Führungsstreit in Handwerkskammer
Kreishandwerkerschaft Süd-Ost-Niedersachsen fordert Rücktritt der Braunschweiger Vizepräsidenten
Der Streit in der Handwerkskammer Braunschweig nimmt an Heftigkeit zu. Die Kreishandwerkerschaft Süd-Ost-Niedersachsen fordert die Vizepräsidenten der Handwerkskammer, Eberhard Funke sowie Roman Hannover, zum sofortigen Amtsverzicht auf.
Auslöser des Streits ist die Frage, ob es Innungen in Zukunft gestattet sein soll, auch Betriebe aufzunehmen, die nicht tarifgebunden sind.
Dieser Ansicht ist die Kreishandwerkerschaft und beruft sich auf ein Urteil des Bundesarbeitsgerichts. Der Vorstand der Handwerkskammer Braunschweig hatte sich jedoch einhellig gegen diese Möglichkeit ausgesprochen. Dagegen klagt die Kreishandwerkerschaft.
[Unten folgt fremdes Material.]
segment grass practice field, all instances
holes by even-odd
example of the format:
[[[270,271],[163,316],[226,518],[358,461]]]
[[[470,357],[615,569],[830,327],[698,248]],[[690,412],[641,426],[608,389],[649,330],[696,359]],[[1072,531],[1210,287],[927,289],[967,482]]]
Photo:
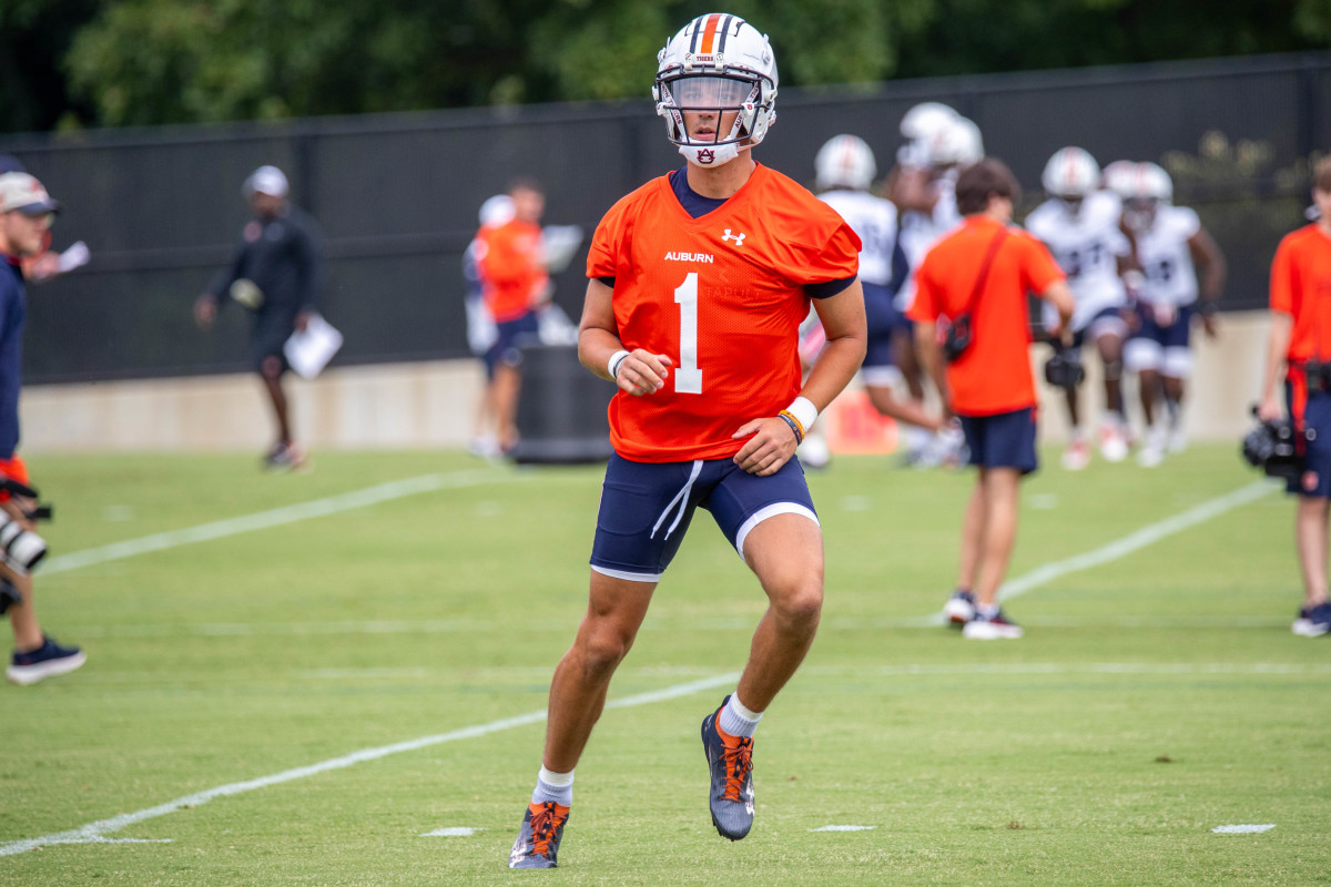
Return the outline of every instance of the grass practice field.
[[[1290,633],[1292,504],[1235,449],[1078,475],[1046,451],[1004,642],[936,624],[969,473],[812,475],[824,621],[739,843],[697,734],[764,598],[699,513],[550,872],[504,866],[600,468],[35,457],[40,616],[89,660],[0,685],[0,884],[1331,883],[1331,638]]]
Dass Hannover und Funke, die Braunschweiger Vizepräsidenten der Handwerkskammer, in einem Bericht dieser Zeitung ihre Position verteidigt und erläutert haben, wirft ihnen nun die Kreishandwerkerschaft vor. Geschäftsführer Uwe Zinkler in einer Pressemitteilung: "Beide Vizepräsidenten haben nach Auffassung des Vorstandes der Kreishandwerkerschaft durch ihre öffentlichen Erklärungen ihre Amtspflichten massiv verletzt." Es sei nicht hinnehmbar, so Zinkler weiter, dass Funke und Hannover Internas aus nichtöffentlichen Sitzungen des Handwerkskammervorstandes via Interviews bekannt machten. Die Basis für eine weitere vertrauensvolle Zusammenarbeit sei restlos zerstört. Man werde sich, so Zinkler, beim Niedersächsischen Wirtschaftsministerium beschweren.
Hannover schloss einen Rücktritt aus: "Ich bin mir keines Fehlverhaltens bewusst und lasse mir nicht den Mund verbieten, wenn es um Antworten auf Fragen geht, die die Zukunft des Handwerks und der Handwerker der Stadt betreffen."
Ähnlich Funke. Er verwies auf die heutige Vollversammlung der Handwerkskammer, kündigte freilich an, er werde von seinem Amt ganz gewiss nicht zurücktreten: "Dafür gibt es überhaupt keinen Anlass. Ich stehe hundertprozentig zu meiner Meinung."